ValueError – If the specified boundaries are outside the valid range of the input data.

isoconversional_methods.compute_function_to_minimize(Ea, time_arrays, temperature_arrays)

Compute the function to minimize described in Vyazovkin’s paper.

Parameters:

• Ea (float) – Activation energy for which the function will be computed.

• time_arrays (list of numpy.ndarray) – List of NumPy arrays containing time data for multiple experiments.

• temperature_arrays (list of numpy.ndarray) – List of NumPy arrays containing temperature data for multiple experiments.

Returns:

Value of the function for the given activation energy.

Return type:

float

Notes

The function to minimize is computed using the following formula:

\[F(E_a) = \sum_{i=1}^{N} \sum_{k=1, k \neq i}^{N} \frac{J_i}{J_k}\]

where:

• \(F(E_a)\) is the computed function to minimize.

• N is the number of experiments.

• \(J_i\) and \(J_k\) are the integrals computed using the Vyazovkin formula for experiments i and k.

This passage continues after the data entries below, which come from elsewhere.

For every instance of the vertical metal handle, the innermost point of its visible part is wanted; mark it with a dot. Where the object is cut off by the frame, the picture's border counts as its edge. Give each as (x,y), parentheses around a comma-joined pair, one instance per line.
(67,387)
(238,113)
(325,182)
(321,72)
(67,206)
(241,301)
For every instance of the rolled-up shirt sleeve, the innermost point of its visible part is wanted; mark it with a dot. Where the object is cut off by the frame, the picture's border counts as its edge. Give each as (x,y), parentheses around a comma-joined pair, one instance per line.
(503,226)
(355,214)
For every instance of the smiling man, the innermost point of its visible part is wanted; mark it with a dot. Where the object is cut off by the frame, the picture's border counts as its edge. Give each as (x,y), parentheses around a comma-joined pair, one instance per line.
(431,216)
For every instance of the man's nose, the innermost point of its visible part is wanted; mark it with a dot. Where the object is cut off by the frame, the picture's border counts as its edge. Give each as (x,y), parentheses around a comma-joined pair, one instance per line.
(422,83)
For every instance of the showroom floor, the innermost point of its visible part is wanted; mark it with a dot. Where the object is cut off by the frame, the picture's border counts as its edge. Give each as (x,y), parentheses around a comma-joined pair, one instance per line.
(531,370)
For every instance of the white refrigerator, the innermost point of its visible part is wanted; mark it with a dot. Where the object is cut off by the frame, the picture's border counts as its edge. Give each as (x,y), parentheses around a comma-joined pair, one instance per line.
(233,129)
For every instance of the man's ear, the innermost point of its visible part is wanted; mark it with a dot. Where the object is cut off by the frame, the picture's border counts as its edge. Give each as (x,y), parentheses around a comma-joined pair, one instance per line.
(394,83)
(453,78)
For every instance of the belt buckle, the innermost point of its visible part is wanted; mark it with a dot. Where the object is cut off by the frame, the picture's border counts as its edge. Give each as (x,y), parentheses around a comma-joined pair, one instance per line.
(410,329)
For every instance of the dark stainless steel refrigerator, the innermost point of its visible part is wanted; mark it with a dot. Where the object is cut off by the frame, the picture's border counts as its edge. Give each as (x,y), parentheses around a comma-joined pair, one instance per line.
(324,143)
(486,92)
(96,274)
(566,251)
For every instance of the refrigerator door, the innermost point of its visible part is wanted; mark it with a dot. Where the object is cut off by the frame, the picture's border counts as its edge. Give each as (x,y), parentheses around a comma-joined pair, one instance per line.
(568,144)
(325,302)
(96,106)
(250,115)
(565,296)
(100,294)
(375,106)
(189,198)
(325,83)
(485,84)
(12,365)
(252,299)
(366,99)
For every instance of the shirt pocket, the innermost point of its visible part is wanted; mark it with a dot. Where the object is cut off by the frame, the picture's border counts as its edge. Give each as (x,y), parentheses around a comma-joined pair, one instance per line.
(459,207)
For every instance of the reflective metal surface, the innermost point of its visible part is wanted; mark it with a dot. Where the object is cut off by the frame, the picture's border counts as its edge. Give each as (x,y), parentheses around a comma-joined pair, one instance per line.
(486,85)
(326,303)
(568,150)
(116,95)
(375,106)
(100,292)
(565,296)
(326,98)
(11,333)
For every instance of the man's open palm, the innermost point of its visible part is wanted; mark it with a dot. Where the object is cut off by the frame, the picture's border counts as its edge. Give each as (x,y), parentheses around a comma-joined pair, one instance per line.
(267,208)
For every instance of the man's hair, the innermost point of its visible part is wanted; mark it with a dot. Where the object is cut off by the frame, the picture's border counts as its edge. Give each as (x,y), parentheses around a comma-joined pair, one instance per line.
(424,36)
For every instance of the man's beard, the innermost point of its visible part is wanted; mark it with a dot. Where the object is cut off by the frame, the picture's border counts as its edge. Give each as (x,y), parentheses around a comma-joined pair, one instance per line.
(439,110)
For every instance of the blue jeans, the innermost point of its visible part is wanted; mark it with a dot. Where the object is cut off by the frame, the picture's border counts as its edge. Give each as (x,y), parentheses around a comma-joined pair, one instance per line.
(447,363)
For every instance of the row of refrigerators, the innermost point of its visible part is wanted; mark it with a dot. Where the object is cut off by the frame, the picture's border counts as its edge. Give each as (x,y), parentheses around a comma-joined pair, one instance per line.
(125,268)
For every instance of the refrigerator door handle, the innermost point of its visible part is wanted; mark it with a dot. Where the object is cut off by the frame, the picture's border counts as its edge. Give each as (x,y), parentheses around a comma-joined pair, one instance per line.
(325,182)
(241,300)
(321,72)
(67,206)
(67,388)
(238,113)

isoconversional_methods.compute_integral_J(Ea, time_array, temperature_array)

Compute the integral described in Vyazovkin’s paper.

Parameters:

• Ea (float) – Activation energy for the reaction.

• time_array (numpy.ndarray) – NumPy array of time intervals for the DSC scan.

• temperature_array (numpy.ndarray) – NumPy array of temperatures during the DSC scan.

Returns:

The computed integral value.

Return type:

float

Notes

The integral is computed using the following formula:

\[J = \int_{t_0}^{t_f} e^{-\frac{E_a}{R\cdot T(t)}} \cdot dt\]

where:

• J is the computed integral value.

• Ea is the activation energy for the reaction.

• R is the universal gas constant (8.314 J/(mol·K)).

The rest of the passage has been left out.